Every regulated betting market requires anti-money laundering controls. But the practical challenge for operators is where and how to apply betting aml source of funds checks without destroying your onboarding conversion rate. Enhanced due diligence (EDD) is a blunt tool if applied without precision. Applied correctly, it protects your license and your players while keeping your registration funnel productive.
This article covers when to trigger EDD, what documentation to request, and how to build an onboarding flow that balances risk controls against commercial reality.
What Your AML Onboarding Must Cover
- Customer identification and verification at registration (CDD)
- Ongoing transaction monitoring with defined thresholds
- Enhanced due diligence triggers based on risk indicators, not arbitrary amounts
- Source of funds verification for players exceeding defined deposit or loss thresholds
- Suspicious activity reporting to the relevant financial intelligence unit
Tiered Verification: Getting the Sequence Right
Basic CDD at Registration
At registration, your system must verify the player’s identity, age, and address. Automated KYC tools handle most of this through document scanning, database checks, and biometric matching.
Keep registration CDD lightweight. Request only what you need to open the account and process a first deposit. Name, date of birth, address, and government-issued ID cover the regulatory minimum in most jurisdictions.
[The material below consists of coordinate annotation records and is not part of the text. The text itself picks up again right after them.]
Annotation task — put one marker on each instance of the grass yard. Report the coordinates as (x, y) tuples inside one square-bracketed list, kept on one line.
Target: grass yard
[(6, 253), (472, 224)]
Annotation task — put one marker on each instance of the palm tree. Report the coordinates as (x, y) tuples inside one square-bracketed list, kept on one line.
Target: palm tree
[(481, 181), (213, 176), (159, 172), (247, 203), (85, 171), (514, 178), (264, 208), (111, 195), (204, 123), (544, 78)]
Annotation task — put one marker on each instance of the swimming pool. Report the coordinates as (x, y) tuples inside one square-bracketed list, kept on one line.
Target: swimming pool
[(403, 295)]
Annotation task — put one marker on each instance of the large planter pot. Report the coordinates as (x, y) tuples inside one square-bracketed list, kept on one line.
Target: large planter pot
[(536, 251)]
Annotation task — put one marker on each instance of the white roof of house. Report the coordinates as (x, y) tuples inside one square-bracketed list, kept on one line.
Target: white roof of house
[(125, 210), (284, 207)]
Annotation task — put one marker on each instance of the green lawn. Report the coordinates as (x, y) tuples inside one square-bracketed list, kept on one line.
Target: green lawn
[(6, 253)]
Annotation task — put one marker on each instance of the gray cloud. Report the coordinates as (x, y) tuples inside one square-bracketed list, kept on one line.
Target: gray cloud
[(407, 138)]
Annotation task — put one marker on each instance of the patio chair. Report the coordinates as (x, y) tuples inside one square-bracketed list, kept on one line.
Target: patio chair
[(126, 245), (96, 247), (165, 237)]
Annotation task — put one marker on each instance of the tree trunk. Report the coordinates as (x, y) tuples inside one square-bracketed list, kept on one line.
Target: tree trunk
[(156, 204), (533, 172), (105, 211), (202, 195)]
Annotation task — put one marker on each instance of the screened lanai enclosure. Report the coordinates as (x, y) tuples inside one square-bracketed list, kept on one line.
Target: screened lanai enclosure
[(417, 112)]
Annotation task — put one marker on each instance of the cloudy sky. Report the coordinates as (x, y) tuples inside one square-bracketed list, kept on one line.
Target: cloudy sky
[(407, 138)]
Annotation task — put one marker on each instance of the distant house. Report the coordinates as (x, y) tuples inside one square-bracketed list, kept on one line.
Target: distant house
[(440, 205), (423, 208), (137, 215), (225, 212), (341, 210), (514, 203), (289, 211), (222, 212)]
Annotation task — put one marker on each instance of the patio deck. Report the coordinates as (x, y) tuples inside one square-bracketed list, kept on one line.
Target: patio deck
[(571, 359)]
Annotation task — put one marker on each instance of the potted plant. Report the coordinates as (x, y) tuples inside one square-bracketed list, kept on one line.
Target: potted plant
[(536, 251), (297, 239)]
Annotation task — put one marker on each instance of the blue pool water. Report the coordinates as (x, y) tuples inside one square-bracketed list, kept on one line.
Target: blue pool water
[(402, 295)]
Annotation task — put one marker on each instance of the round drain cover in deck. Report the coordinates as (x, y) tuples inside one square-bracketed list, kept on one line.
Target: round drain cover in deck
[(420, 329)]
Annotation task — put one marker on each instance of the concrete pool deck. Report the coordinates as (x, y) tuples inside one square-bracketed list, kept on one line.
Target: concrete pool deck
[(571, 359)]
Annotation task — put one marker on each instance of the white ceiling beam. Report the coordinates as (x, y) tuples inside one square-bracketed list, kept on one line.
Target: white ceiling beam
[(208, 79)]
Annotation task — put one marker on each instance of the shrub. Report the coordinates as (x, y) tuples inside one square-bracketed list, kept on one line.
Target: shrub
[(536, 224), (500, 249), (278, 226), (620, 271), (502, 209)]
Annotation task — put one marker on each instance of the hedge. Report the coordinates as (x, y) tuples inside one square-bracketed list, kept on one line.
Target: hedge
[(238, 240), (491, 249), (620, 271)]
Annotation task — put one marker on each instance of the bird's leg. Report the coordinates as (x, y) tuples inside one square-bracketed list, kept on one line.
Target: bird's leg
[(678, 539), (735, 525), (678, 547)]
When to Trigger Enhanced Due Diligence
EDD should trigger at defined risk thresholds, not at registration. The specific thresholds depend on your jurisdiction and your risk appetite:
- Deposit volume: Cumulative deposits exceeding a defined amount (often £2,000-£5,000 in the UK) within a rolling period
- Loss velocity: Net losses exceeding defined thresholds within short timeframes
- Behavioral indicators: Rapid deposit-withdrawal cycles, multiple payment method changes, or deposits from high-risk jurisdictions
- PEP or sanctions matches: Any positive match against politically exposed persons or sanctions lists
The worst AML programs are the ones that ask every player for source of funds at registration. That approach kills conversion without improving detection. Target your EDD at the players and transactions where risk indicators are present.
Source of Funds Documentation
When EDD triggers, request documentation appropriate to the risk level:
- Employment income: Recent payslips, employment contract, or bank statements showing regular salary deposits
- Business income: Company registration, recent accounts, or tax returns
- Savings or investments: Bank or investment account statements showing the funds
- Inheritance or gifts: Probate documents, solicitor letters, or gift declarations
Accept digital submissions. Photo uploads and PDF documents reduce friction compared to in-person or postal verification. Set clear response deadlines and escalate to account restrictions only after the deadline passes without documentation.
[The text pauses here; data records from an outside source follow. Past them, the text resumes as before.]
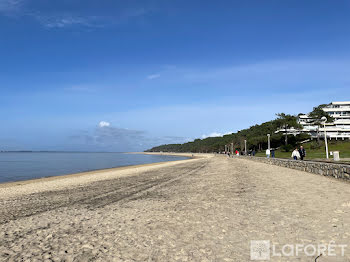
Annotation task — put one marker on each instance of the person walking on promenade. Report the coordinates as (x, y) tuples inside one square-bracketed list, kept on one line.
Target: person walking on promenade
[(296, 154), (302, 152)]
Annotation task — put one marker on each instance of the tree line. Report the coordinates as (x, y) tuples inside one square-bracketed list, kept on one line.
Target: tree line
[(256, 137)]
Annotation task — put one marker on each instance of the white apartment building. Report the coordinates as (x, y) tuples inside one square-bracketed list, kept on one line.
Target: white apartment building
[(338, 129)]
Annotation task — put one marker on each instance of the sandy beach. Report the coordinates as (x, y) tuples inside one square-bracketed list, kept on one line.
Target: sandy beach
[(201, 209)]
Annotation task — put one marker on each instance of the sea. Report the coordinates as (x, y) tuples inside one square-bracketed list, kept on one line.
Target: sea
[(17, 166)]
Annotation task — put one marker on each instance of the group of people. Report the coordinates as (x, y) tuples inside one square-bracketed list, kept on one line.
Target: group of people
[(299, 154)]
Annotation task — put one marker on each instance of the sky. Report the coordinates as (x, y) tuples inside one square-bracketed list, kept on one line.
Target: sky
[(116, 75)]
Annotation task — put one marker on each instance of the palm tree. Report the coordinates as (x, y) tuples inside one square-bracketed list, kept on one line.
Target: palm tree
[(286, 122)]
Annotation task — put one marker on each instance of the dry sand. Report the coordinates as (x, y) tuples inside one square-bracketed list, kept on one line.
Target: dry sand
[(206, 209)]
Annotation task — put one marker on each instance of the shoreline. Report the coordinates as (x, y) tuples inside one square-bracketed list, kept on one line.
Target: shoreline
[(54, 177), (60, 182)]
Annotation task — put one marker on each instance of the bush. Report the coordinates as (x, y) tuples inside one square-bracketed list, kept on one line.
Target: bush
[(287, 148), (314, 145)]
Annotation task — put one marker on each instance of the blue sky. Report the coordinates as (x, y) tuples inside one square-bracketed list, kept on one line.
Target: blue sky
[(127, 75)]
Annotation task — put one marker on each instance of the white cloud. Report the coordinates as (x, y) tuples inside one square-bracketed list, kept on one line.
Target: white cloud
[(215, 134), (154, 76), (104, 124), (8, 6), (67, 18)]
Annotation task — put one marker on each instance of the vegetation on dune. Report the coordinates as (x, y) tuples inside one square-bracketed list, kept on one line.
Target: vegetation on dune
[(256, 137)]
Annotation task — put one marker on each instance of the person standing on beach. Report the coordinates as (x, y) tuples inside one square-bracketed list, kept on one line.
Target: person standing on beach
[(295, 154), (302, 152)]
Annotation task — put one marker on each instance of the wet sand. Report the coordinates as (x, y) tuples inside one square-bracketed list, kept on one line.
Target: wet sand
[(204, 209)]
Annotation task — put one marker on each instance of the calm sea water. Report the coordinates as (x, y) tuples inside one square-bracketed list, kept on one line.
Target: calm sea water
[(24, 166)]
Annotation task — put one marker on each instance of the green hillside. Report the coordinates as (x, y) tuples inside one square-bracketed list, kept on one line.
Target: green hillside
[(256, 137)]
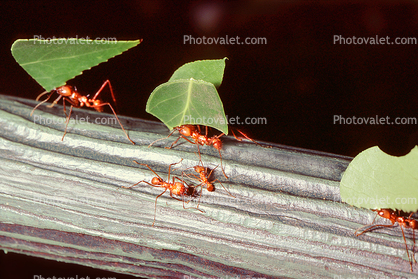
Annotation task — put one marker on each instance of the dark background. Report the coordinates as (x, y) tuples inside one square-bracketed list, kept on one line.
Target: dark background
[(299, 80)]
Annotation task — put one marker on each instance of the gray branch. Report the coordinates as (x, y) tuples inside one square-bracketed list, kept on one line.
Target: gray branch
[(63, 200)]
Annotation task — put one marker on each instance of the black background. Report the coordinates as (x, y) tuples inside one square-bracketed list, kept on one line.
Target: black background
[(299, 80)]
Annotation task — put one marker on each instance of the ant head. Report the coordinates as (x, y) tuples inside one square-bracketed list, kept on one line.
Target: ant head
[(178, 188), (97, 105), (65, 90), (217, 143), (186, 130), (210, 187), (199, 169), (385, 213), (156, 181)]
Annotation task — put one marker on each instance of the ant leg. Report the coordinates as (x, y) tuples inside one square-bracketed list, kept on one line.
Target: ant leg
[(372, 227), (155, 209), (55, 101), (406, 247), (247, 137), (104, 104), (37, 98), (222, 168), (229, 193), (149, 169), (107, 82), (169, 170), (181, 136), (161, 139), (128, 187), (66, 123)]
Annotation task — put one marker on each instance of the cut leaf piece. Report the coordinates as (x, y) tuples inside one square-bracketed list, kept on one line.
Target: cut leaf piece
[(376, 180), (188, 101), (53, 62), (208, 70)]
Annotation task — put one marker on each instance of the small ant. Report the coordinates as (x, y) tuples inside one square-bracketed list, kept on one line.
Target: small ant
[(175, 188), (69, 93), (204, 178), (199, 139), (402, 219), (194, 132)]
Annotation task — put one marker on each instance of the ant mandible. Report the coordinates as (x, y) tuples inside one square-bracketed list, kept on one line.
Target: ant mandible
[(194, 132), (402, 220), (204, 177), (199, 139), (175, 188), (69, 93)]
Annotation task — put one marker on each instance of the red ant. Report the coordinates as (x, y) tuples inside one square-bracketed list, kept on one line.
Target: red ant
[(175, 188), (204, 178), (70, 94), (402, 220), (199, 139)]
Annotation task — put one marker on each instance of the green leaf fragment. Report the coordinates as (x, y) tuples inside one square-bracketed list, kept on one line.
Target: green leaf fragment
[(208, 70), (53, 62), (190, 96), (188, 101), (376, 180)]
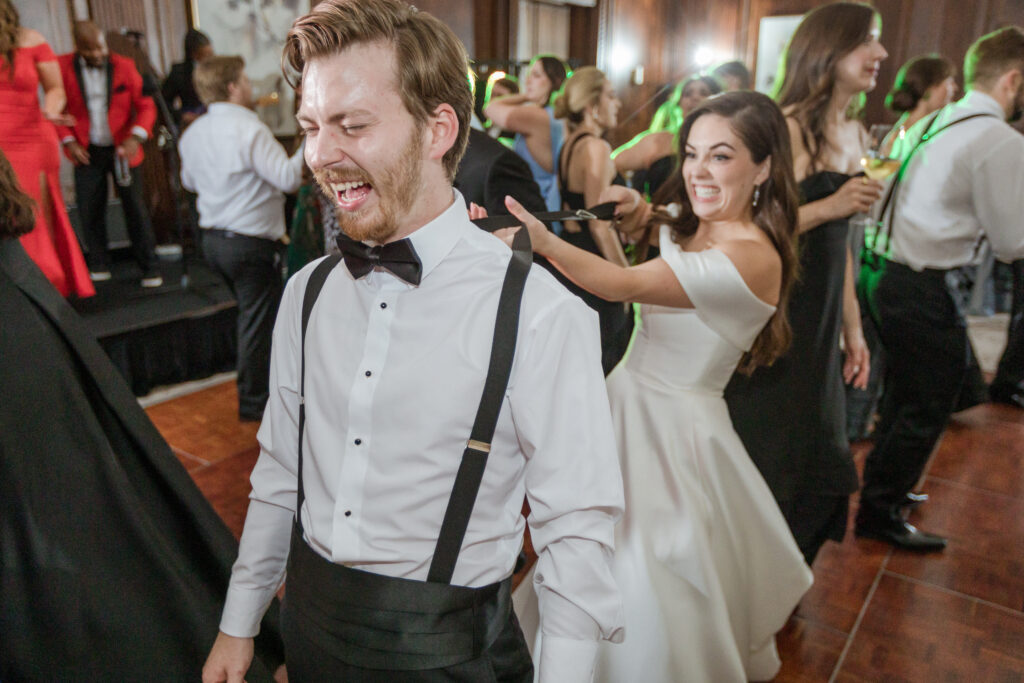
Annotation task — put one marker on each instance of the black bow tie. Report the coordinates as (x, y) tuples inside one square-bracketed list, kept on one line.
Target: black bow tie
[(398, 257)]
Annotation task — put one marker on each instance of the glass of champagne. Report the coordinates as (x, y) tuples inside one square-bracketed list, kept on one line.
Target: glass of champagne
[(878, 165)]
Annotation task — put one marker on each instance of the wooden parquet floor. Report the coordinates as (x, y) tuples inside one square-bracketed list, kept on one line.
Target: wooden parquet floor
[(873, 613)]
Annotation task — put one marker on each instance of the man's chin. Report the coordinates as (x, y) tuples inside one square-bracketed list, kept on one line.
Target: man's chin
[(366, 230)]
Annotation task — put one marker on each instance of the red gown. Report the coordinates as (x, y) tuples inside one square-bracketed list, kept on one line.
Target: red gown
[(30, 142)]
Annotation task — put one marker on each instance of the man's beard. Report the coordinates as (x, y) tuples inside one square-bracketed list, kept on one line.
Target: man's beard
[(396, 188)]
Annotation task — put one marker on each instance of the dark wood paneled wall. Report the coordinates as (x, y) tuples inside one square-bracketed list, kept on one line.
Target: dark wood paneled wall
[(665, 34)]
Building an EDD Flow That Works
Automated Threshold Monitoring
Your AML system must track cumulative deposits, losses, and behavioral signals in real time. When a threshold is crossed, the system should automatically trigger the EDD workflow without manual intervention.
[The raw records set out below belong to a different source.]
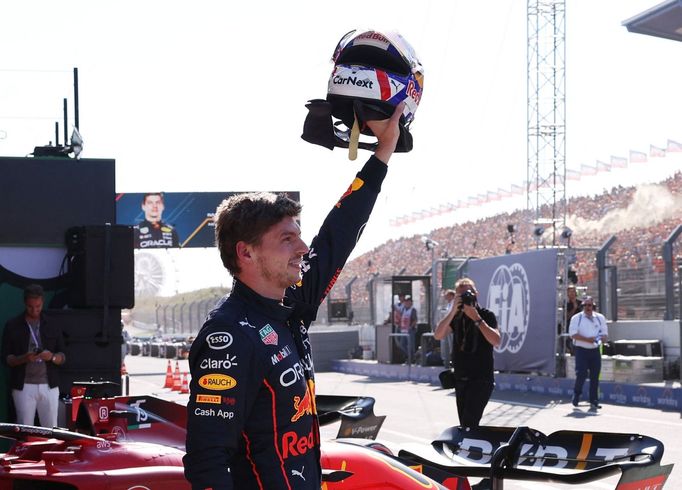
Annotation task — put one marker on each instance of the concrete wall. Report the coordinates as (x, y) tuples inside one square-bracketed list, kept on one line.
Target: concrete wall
[(329, 343), (668, 332)]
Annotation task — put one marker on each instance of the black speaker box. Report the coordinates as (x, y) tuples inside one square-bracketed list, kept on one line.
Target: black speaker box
[(92, 345), (645, 348), (101, 266)]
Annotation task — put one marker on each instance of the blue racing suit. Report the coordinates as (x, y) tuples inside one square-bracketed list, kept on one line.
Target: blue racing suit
[(252, 421)]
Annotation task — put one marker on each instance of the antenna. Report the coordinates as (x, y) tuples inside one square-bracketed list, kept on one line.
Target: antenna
[(75, 145), (75, 99), (66, 123)]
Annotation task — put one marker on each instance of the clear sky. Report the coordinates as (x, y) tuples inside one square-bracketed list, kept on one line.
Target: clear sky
[(210, 95)]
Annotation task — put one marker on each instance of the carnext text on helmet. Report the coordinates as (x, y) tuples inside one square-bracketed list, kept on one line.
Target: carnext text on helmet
[(339, 80)]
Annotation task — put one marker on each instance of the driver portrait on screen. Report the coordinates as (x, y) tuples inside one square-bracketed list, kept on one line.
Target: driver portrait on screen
[(152, 232)]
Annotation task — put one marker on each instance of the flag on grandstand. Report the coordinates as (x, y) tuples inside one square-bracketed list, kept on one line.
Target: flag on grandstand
[(517, 189), (603, 166), (492, 196), (572, 174), (503, 193), (588, 169), (619, 162), (638, 157), (655, 151), (673, 146)]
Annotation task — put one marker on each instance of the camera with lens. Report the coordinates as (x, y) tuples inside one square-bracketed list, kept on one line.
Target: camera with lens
[(468, 298)]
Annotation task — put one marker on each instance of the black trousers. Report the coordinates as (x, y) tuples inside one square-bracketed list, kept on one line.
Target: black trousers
[(472, 397)]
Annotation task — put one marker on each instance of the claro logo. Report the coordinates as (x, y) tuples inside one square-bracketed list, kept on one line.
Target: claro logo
[(217, 382), (219, 340)]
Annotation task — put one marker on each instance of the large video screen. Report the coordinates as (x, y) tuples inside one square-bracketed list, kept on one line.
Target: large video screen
[(40, 198), (173, 219)]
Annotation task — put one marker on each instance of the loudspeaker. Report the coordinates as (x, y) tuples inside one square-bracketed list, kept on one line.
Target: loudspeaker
[(101, 266), (92, 342)]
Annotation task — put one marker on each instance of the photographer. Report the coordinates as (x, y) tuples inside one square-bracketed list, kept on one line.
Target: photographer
[(475, 335)]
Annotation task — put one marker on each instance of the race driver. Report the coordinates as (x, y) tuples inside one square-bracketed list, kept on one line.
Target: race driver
[(252, 421), (152, 232)]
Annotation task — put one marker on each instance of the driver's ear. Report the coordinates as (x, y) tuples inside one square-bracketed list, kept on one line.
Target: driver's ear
[(244, 251)]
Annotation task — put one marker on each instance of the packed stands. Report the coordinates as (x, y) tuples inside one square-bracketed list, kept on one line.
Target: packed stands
[(641, 218)]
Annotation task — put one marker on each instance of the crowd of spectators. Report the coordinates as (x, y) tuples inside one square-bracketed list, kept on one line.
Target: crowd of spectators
[(639, 233)]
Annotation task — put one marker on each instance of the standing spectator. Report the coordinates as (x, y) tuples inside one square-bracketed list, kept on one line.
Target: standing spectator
[(573, 304), (33, 350), (446, 343), (408, 325), (475, 335), (588, 330)]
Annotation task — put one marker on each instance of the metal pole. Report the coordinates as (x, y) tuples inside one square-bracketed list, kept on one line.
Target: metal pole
[(601, 271), (75, 98), (669, 280)]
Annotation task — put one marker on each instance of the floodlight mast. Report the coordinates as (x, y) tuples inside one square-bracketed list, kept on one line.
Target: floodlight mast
[(546, 131)]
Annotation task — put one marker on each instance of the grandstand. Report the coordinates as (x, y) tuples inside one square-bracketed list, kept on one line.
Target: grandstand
[(640, 217)]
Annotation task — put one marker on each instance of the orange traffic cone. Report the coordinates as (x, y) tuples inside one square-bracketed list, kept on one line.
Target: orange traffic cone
[(169, 376), (177, 381)]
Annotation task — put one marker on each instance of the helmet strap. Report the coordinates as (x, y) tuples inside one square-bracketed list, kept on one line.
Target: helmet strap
[(354, 138)]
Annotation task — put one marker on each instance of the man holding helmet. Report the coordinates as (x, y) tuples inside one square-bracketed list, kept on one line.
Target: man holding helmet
[(475, 334), (252, 421)]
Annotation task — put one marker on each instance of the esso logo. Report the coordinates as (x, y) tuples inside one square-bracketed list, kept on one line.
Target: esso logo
[(219, 340), (103, 414)]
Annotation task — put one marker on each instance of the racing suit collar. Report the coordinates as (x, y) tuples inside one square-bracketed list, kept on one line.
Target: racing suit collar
[(269, 307)]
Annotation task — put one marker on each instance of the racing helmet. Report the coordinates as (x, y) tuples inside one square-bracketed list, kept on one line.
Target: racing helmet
[(373, 72)]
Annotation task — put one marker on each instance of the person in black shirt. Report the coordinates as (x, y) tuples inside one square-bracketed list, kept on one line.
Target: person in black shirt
[(475, 334), (33, 349)]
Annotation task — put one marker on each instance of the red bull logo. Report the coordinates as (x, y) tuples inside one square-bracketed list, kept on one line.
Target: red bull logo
[(354, 186), (306, 405), (295, 445), (302, 406)]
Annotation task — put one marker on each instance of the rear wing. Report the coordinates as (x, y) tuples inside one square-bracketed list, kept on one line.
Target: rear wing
[(355, 412), (523, 453)]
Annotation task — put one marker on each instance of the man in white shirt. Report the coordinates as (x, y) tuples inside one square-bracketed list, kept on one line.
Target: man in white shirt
[(588, 330)]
Define separate thresholds for different player segments. A VIP program with higher deposit limits requires higher EDD thresholds than a standard retail segment. One-size-fits-all thresholds produce noise that overwhelms your compliance team.
Player Communication
When you request source of funds documentation, explain why clearly and briefly. Players who understand the regulatory requirement are more likely to comply. Players who receive an unexplained demand for financial documents are more likely to abandon their account.
Use templates: “To comply with financial regulations, we need to verify the source of your deposits. Please upload one of the following documents within 14 days.”
Escalation and Resolution
- Day 0: EDD threshold triggered. Request documentation via email and in-app notification.
- Day 7: Reminder sent. Account remains active but new deposits are paused if documentation is not received.
- Day 14: Deadline reached. Account restricted until documentation is reviewed and approved.
- Day 30: If no response, escalate to compliance for SAR consideration and potential account closure.
Transaction Monitoring Beyond Onboarding
AML compliance does not end at registration. Your ongoing monitoring must flag:
- Structured deposits: Multiple deposits below reporting thresholds in short succession
- Rapid withdrawal patterns: Depositing and withdrawing without significant play activity
- Third-party payment methods: Deposits from accounts not in the player’s name
- Geographic anomalies: Login locations inconsistent with the player’s registered address
Automate the detection. Reserve human review for flagged cases that require judgment. Your compliance team should spend time on complex cases, not on reviewing transactions that automated rules already cleared.
Balancing Risk Controls and Conversion
The operators with the best AML programs are not the ones with the strictest controls. They are the ones with the most precisely targeted controls. Apply light verification at registration, automated monitoring throughout the player lifecycle, and enhanced due diligence only when risk indicators are present. This approach satisfies regulators, protects your players, and preserves your conversion rate.